Marc Leishman +6000: Here’s another guy with a good history at this event. The Australian finished sixth at Royal Birkdale in 2017, second at St. Andrews in 2015 and fifth at Royal Liverpool in 2014. Leishman’s recent form looks pretty good as well as he’s entering off a third-place finish at the Travelers Championship and has made five cuts in his last six starts, including a fifth-place finish at The Masters. He’s been comfortable on links courses and his ball stays low to the ground which should help with winds expected to be north of 10 mph at Royal St. George’s all weekend.
Jason Kokrak +8000: It’s been a very strong season for this American and Kokrak is up to 24th in the world golf rankings. He had a stretch of three straight top 10s in late February and early March and won the Charles Schwab Invitational in late May. Despite missing the cut at the US Open, he responded with a strong 12th-place finish at the Rocket Mortgage Classic, his most recent start. His best finishes at majors are not too inspiring, as he’s done no better than 17th at last year’s US Open, but when you start approaching triple digits in the outright market, you’re always going to have some flaws with whoever you pick. At these prices, we’re just looking for him someone we think could be in contention come the back nine on Sunday. How these kinds of players hold it together on that final nine is anyone’s guess. But Kokrak’s strong play this season indicates he could give himself a chance.

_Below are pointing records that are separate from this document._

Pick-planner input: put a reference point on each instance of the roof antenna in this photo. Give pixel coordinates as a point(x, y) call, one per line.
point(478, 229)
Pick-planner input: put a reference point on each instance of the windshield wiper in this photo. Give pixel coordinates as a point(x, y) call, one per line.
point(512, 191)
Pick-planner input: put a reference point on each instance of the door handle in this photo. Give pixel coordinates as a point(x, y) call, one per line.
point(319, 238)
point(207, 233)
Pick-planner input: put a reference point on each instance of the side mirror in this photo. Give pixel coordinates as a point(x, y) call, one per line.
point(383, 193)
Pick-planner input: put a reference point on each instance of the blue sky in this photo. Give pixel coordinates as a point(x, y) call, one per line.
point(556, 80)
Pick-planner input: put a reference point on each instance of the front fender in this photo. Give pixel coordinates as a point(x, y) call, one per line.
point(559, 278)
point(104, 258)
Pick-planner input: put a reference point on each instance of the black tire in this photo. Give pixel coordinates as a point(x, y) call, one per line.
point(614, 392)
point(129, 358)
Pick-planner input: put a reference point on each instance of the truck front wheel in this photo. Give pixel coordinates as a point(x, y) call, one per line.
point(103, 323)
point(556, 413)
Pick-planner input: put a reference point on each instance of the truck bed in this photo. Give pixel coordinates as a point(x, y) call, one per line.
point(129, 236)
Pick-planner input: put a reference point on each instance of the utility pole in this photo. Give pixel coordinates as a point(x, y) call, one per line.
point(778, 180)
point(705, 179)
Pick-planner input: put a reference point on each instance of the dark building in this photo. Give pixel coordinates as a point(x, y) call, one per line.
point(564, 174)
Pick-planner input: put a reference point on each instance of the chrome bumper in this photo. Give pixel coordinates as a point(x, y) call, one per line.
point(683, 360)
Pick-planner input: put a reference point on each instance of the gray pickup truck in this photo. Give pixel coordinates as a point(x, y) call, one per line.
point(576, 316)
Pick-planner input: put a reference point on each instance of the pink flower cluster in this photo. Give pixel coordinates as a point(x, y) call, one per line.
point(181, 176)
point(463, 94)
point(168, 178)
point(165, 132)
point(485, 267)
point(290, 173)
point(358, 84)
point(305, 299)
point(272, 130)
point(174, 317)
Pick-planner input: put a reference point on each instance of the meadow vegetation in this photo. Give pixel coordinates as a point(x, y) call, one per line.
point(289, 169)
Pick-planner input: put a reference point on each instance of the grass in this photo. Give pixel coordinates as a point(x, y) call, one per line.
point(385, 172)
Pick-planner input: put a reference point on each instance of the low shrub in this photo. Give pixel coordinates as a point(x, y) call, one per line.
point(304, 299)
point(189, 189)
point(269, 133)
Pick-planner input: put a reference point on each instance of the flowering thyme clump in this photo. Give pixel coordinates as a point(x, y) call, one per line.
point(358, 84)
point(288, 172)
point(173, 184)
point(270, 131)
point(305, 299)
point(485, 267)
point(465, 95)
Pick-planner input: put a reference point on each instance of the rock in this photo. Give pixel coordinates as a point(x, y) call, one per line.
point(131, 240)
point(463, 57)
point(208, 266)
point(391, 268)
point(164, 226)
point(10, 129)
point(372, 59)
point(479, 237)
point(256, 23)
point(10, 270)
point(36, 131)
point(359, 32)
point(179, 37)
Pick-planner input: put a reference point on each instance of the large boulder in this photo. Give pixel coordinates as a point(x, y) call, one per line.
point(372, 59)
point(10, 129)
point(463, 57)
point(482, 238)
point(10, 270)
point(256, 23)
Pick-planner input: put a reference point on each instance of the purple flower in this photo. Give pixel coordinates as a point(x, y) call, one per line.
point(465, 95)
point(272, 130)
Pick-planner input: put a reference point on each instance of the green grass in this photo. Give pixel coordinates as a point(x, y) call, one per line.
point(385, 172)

Lucas Herbert +9000: Who?! Yeah if that was your reaction, I can’t necessarily blame you. Herbert is just 25 but has been red-hot on the Euro tour in July, winning the Irish Open in wire-to-wire fashion and finishing fourth in the Scottish Open. The betting markets aren’t going to adjust the same way to a 25-year-old Australian posting a couple top five finishes at Euro tour events as it would Rory McIlroy doing the same on the PGA Tour. Herbert has only had six major starts in his career, but has made the cut in four of them including his last two efforts at the PGA Championship and last year’s US Open. His strong Euro Tour play has him inside the Top 50 in the world golf rankings entering The Open. You could do worse at close to 100-1.